Chapter 9. ZFS Troubleshooting and Data Recovery

Table of Contents

ZFS Failure Modes
Missing Devices in a ZFS Storage Pool
Damaged Devices in a ZFS Storage Pool
Corrupted ZFS Data
Checking ZFS Data Integrity
Data Repair
Data Validation
Controlling ZFS Data Scrubbing
Identifying Problems in ZFS
Determining if Problems Exist in a ZFS Storage Pool
Understanding zpool status Output
System Reporting of ZFS Error Messages
Repairing a Damaged ZFS Configuration
Repairing a Missing Device
Physically Reattaching the Device
Notifying ZFS of Device Availability
Repairing a Damaged Device
Determining the Type of Device Failure
Clearing Transient Errors
Replacing a Device in a ZFS Storage Pool
Repairing Damaged Data
Identifying the Type of Data Corruption
Repairing a Corrupted File or Directory
Repairing ZFS Storage Pool-Wide Damage
Repairing an Unbootable System

ZFS Failure Modes

As a combined file system and volume manager, ZFS can exhibit many different failure modes. This chapter begins by outlining the various failure modes, then discusses how to identify them on a running system. This chapter concludes by discussing how to repair the problems. ZFS can encounter three basic types of errors:

  • Missing devices

  • Damaged devices

  • Corrupted data

Note that a single pool can experience all three errors, so a complete repair procedure involves finding and correcting one error, proceeding to the next error, and so on.

Missing Devices in a ZFS Storage Pool

If a device is completely removed from the system, ZFS detects that the device cannot be opened and places it in the FAULTED state. Depending on the data replication level of the pool, this might or might not result in the entire pool becoming unavailable. If one disk in a mirrored or RAID-Z device is removed, the pool continues to be accessible. If all components of a mirror are removed, if more than one device in a RAID-Z device is removed, or if a single-disk, top-level device is removed, the pool becomes FAULTED. No data is accessible until the device is reattached.

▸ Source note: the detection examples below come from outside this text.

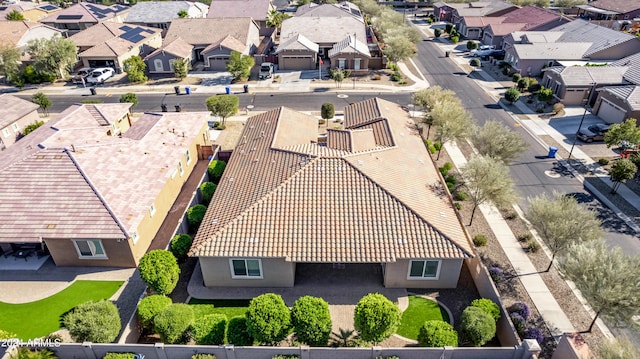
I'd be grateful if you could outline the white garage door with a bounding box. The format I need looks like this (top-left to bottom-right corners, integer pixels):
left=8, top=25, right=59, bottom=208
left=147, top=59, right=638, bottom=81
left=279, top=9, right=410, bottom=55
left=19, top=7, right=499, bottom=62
left=597, top=99, right=625, bottom=123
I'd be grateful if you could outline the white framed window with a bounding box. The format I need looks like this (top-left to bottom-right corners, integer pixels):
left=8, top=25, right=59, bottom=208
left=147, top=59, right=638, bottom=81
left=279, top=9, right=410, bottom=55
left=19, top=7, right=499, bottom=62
left=73, top=239, right=107, bottom=259
left=407, top=260, right=440, bottom=280
left=229, top=258, right=262, bottom=279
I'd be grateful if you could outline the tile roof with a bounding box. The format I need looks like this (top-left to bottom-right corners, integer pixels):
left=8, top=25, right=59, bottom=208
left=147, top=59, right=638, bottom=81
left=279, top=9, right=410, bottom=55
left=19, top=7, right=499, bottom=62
left=207, top=0, right=274, bottom=21
left=0, top=104, right=210, bottom=245
left=164, top=17, right=257, bottom=45
left=0, top=94, right=40, bottom=129
left=275, top=34, right=320, bottom=54
left=191, top=99, right=472, bottom=262
left=124, top=1, right=209, bottom=24
left=280, top=15, right=367, bottom=44
left=329, top=35, right=371, bottom=57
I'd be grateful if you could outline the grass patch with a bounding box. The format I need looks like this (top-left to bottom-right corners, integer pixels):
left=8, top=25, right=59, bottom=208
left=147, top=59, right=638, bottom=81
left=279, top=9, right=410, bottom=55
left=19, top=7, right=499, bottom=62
left=0, top=280, right=124, bottom=340
left=397, top=295, right=449, bottom=340
left=189, top=298, right=249, bottom=320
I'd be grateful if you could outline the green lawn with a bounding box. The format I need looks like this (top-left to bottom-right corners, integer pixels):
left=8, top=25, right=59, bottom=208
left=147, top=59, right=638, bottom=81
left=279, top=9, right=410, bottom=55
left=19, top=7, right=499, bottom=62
left=189, top=298, right=249, bottom=320
left=397, top=295, right=449, bottom=340
left=0, top=280, right=124, bottom=340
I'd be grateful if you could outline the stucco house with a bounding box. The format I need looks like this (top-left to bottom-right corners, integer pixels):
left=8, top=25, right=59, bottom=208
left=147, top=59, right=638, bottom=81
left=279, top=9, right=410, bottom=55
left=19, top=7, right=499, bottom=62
left=190, top=98, right=473, bottom=288
left=161, top=17, right=260, bottom=71
left=0, top=94, right=40, bottom=151
left=124, top=1, right=209, bottom=30
left=0, top=103, right=210, bottom=267
left=40, top=2, right=130, bottom=36
left=69, top=22, right=162, bottom=72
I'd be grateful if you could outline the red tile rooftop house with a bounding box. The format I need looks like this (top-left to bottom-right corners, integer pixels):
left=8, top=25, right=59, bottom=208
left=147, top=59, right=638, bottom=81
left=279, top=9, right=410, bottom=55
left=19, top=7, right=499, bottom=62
left=190, top=99, right=473, bottom=288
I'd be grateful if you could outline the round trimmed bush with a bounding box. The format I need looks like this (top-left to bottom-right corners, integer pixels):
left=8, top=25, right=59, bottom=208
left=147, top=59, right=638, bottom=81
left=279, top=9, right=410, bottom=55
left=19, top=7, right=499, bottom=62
left=138, top=249, right=180, bottom=295
left=418, top=320, right=458, bottom=348
left=153, top=303, right=194, bottom=344
left=291, top=295, right=331, bottom=347
left=200, top=182, right=218, bottom=205
left=62, top=300, right=121, bottom=343
left=171, top=233, right=193, bottom=261
left=471, top=298, right=500, bottom=322
left=193, top=314, right=227, bottom=345
left=138, top=294, right=171, bottom=329
left=353, top=293, right=401, bottom=343
left=460, top=307, right=496, bottom=347
left=247, top=293, right=291, bottom=344
left=227, top=317, right=255, bottom=346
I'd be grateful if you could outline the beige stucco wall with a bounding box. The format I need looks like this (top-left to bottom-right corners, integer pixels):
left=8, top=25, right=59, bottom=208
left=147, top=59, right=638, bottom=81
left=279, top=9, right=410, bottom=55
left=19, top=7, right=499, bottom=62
left=198, top=257, right=296, bottom=287
left=384, top=258, right=462, bottom=288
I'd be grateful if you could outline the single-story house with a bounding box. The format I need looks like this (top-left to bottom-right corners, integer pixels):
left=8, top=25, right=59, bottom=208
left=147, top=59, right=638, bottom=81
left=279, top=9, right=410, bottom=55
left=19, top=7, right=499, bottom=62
left=144, top=37, right=193, bottom=74
left=0, top=94, right=40, bottom=151
left=0, top=103, right=210, bottom=267
left=190, top=98, right=473, bottom=288
left=540, top=66, right=629, bottom=106
left=69, top=21, right=162, bottom=72
left=40, top=2, right=130, bottom=36
left=207, top=0, right=275, bottom=36
left=275, top=34, right=319, bottom=70
left=124, top=1, right=209, bottom=30
left=162, top=17, right=260, bottom=71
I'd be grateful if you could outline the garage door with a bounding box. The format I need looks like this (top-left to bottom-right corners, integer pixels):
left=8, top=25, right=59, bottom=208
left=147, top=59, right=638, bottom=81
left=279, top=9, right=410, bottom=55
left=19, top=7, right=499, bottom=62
left=597, top=99, right=626, bottom=123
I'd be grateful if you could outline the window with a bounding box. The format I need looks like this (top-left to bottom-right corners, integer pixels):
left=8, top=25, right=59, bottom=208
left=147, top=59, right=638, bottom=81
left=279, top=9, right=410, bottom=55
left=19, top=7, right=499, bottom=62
left=230, top=259, right=262, bottom=279
left=73, top=239, right=107, bottom=259
left=409, top=260, right=440, bottom=279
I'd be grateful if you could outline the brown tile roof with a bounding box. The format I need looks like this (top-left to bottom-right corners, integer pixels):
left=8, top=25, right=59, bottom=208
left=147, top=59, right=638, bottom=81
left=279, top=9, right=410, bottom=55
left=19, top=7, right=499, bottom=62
left=191, top=99, right=472, bottom=262
left=0, top=94, right=39, bottom=129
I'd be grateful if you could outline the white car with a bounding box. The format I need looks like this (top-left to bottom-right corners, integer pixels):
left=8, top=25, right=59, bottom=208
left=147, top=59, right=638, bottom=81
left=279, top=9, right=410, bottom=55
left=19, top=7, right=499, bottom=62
left=471, top=45, right=496, bottom=57
left=87, top=67, right=115, bottom=84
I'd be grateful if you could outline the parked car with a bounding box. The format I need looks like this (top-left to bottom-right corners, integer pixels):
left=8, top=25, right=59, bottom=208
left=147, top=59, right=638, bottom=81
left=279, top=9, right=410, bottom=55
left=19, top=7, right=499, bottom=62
left=578, top=123, right=609, bottom=142
left=87, top=67, right=115, bottom=84
left=471, top=45, right=496, bottom=57
left=71, top=67, right=93, bottom=84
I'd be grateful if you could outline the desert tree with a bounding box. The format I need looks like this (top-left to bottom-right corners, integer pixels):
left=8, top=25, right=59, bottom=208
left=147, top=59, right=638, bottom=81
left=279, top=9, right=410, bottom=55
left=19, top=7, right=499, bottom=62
left=460, top=155, right=516, bottom=225
left=560, top=239, right=640, bottom=332
left=525, top=192, right=603, bottom=272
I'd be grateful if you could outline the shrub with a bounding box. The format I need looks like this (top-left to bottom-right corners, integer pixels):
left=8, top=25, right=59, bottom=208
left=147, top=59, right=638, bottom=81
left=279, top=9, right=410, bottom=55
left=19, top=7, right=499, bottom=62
left=153, top=303, right=194, bottom=344
left=460, top=307, right=496, bottom=347
left=291, top=295, right=331, bottom=347
left=471, top=298, right=500, bottom=322
left=207, top=160, right=227, bottom=184
left=509, top=302, right=531, bottom=320
left=138, top=249, right=180, bottom=295
left=227, top=317, right=254, bottom=346
left=489, top=267, right=504, bottom=283
left=353, top=293, right=400, bottom=343
left=524, top=328, right=544, bottom=344
left=171, top=233, right=193, bottom=261
left=418, top=320, right=458, bottom=348
left=247, top=293, right=291, bottom=344
left=138, top=294, right=171, bottom=329
left=193, top=314, right=227, bottom=345
left=187, top=204, right=207, bottom=231
left=62, top=300, right=121, bottom=343
left=200, top=182, right=218, bottom=205
left=473, top=234, right=487, bottom=247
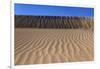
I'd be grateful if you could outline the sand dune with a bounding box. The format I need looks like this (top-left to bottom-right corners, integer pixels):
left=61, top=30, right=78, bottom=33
left=15, top=28, right=94, bottom=65
left=15, top=15, right=94, bottom=29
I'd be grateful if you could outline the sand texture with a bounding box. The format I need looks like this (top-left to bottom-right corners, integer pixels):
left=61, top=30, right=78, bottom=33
left=15, top=28, right=94, bottom=65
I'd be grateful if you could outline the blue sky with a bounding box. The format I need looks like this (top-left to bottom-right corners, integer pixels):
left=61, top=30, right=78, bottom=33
left=14, top=3, right=94, bottom=16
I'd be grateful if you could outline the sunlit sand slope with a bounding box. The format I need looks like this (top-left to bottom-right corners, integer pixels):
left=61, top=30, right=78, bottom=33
left=15, top=28, right=94, bottom=65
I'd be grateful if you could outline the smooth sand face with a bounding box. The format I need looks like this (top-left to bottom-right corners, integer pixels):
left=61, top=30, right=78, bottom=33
left=15, top=28, right=94, bottom=65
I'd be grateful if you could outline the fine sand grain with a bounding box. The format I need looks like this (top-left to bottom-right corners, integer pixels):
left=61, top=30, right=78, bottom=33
left=15, top=28, right=94, bottom=65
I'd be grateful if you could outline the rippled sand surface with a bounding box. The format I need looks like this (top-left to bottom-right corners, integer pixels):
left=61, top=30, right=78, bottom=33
left=15, top=28, right=94, bottom=65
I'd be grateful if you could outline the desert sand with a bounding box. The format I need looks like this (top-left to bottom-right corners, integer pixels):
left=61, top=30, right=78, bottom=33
left=15, top=28, right=94, bottom=65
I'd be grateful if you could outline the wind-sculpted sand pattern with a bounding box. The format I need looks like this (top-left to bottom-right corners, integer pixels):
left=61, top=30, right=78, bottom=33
left=15, top=28, right=94, bottom=65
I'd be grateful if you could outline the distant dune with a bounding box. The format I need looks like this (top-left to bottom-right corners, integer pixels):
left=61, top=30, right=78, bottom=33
left=14, top=15, right=94, bottom=65
left=15, top=15, right=94, bottom=29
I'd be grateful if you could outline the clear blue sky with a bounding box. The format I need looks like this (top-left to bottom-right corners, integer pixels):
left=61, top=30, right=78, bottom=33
left=14, top=3, right=94, bottom=16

Damaged Devices in a ZFS Storage Pool

The term “damaged” covers a wide variety of possible errors. Examples include the following errors:

  • Transient I/O errors due to a bad disk or controller

  • On-disk data corruption due to cosmic rays

  • Driver bugs resulting in data being transferred to or from the wrong location

  • Simply another user overwriting portions of the physical device by accident

In some cases, these errors are transient, such as a random I/O error while the controller is having problems. In other cases, the damage is permanent, such as on-disk corruption. Even still, whether the damage is permanent does not necessarily indicate that the error is likely to occur again. For example, if an administrator accidentally overwrites part of a disk, no type of hardware failure has occurred, and the device need not be replaced. Identifying exactly what went wrong with a device is not an easy task and is covered in more detail in a later section.

Corrupted ZFS Data

Data corruption occurs when one or more device errors (indicating missing or damaged devices) affects a top-level virtual device. For example, one half of a mirror can experience thousands of device errors without ever causing data corruption. If an error is encountered on the other side of the mirror in the exact same location, corrupted data will be the result.

Data corruption is always permanent and requires special consideration during repair. Even if the underlying devices are repaired or replaced, the original data is lost forever. Most often this scenario requires restoring data from backups. Data errors are recorded as they are encountered, and can be controlled through regular disk scrubbing as explained in the following section. When a corrupted block is removed, the next scrubbing pass recognizes that the corruption is no longer present and removes any trace of the error from the system.